Exhibited first at the Bograshov Gallery (Third Person) and later at the Tel Aviv museum (The Range of Realism), Invitation to a Voyage became a key work in my Holy Land Project as the work relates to the dialectic of the Holy Land. When first exhibited in the Bograshov Gallery the work was surrounded by pink fluorescent like in the greenhouse (Nature Morte) I had exhibited a few months earlier. The pink fluorescent related to cheap low neon light, a kitsch colour for a kitsch dream of exotic escapes. But on the other hand the boxes with the objects seemed to float as if gravitation had no effect on them. Without great enthusiasm I had to relinquish the neons when invited by Rona Sela to show the work at the Tel Aviv Museum as it coloured in pink all the other works in the show.

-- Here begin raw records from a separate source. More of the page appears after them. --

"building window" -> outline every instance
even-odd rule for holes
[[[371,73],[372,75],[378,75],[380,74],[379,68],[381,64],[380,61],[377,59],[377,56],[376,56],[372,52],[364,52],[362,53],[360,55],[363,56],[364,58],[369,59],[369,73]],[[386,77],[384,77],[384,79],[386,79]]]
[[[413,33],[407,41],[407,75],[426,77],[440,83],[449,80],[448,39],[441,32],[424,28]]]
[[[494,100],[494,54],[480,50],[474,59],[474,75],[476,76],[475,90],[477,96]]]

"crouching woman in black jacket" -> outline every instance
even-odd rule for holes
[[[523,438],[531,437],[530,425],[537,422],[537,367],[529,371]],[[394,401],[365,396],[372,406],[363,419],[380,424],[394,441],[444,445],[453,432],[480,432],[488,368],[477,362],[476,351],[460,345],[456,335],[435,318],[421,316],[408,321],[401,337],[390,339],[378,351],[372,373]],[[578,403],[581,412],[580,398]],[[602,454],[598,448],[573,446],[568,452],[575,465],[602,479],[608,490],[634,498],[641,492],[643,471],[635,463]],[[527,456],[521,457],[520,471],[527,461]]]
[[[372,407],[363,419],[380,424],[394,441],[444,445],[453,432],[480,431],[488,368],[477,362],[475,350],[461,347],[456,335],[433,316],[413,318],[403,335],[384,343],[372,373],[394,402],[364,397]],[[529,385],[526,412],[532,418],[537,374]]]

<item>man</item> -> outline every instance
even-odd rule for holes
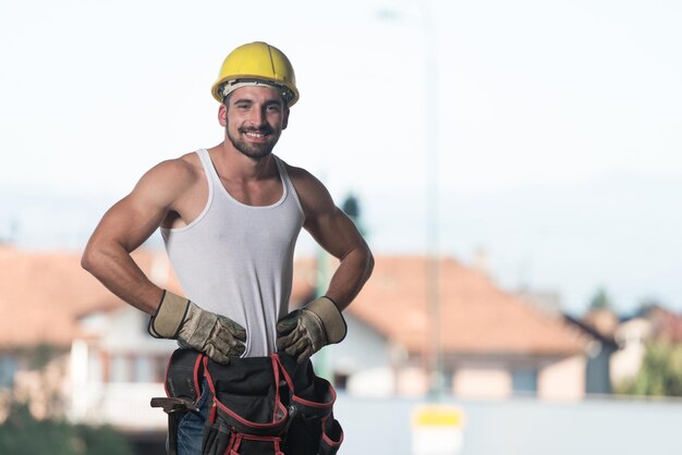
[[[278,349],[307,365],[344,337],[341,310],[369,278],[372,254],[325,186],[272,153],[299,99],[289,59],[265,42],[241,46],[226,58],[211,93],[221,102],[224,140],[143,175],[103,216],[82,265],[151,316],[153,336],[178,340],[221,371]],[[156,286],[131,258],[157,228],[186,297]],[[301,228],[340,263],[324,297],[289,312]],[[180,420],[180,454],[204,453],[206,389],[196,403],[202,411]]]

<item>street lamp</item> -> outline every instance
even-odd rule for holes
[[[437,27],[429,0],[415,0],[419,7],[419,33],[424,54],[424,134],[426,158],[426,296],[429,319],[428,366],[431,374],[429,393],[440,397],[443,392],[442,348],[440,345],[440,212],[439,212],[439,103]],[[400,12],[381,10],[381,21],[397,21]]]

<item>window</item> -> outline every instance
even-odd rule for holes
[[[535,395],[537,393],[537,369],[515,368],[512,371],[512,388],[514,394]]]

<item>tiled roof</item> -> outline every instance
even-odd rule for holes
[[[143,270],[150,270],[154,255],[141,250],[134,256]],[[0,349],[68,346],[80,316],[123,305],[81,268],[78,253],[0,246]]]
[[[380,257],[349,310],[411,352],[431,343],[431,305],[424,257]],[[439,262],[440,345],[450,354],[564,355],[583,352],[581,331],[501,291],[484,273]],[[433,300],[431,300],[433,302]]]
[[[134,254],[159,285],[178,290],[163,253]],[[34,253],[0,246],[0,349],[40,342],[68,345],[77,319],[125,304],[80,265],[80,253]],[[313,291],[314,261],[296,262],[292,302]],[[349,311],[412,352],[430,343],[424,257],[378,257],[370,281]],[[587,339],[498,288],[485,274],[448,259],[440,263],[440,335],[448,353],[561,355]],[[155,278],[156,276],[156,278]],[[165,283],[161,283],[165,282]]]

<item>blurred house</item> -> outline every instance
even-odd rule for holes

Composed of a large poster with on the lower part seven Plexiglas boxes of various dimensions, the work invites the viewer into a voyage both in time and space. In one of the boxes, engraved on a piece of local Hebron marble, Baudelaire’s title to his poem ‘Invitation to a Voyage’ and in another box the sentence: “Là, tout n’est qu’ordre et beauté, luxe, calme et volupté (There, all is loveliness and harmony, Enchantment, pleasure and serenity). The latter ironically points to the loss of illusions regarding the ‘Holy Land’s enchantment. Using Holy Land bottles which I integrate within the work, I erased the word ‘The’ so that these bottles no longer related to the actual conflict-laden Holy Land but in fact to an inaccessible paradise-like island, as depicted on the image of the poster. The display of the seven Plexiglas boxes with fragments of fossils and animal skeletons echoes the Natural Science museum’s taxonomy, relating to an evolutionary linearity. Their juxtaposition with the poster dematerialize the hierarchy between ‘high’ and ‘low’ artifacts while engaging a dialogue with the Old and the New Testament and other mythical archetypes.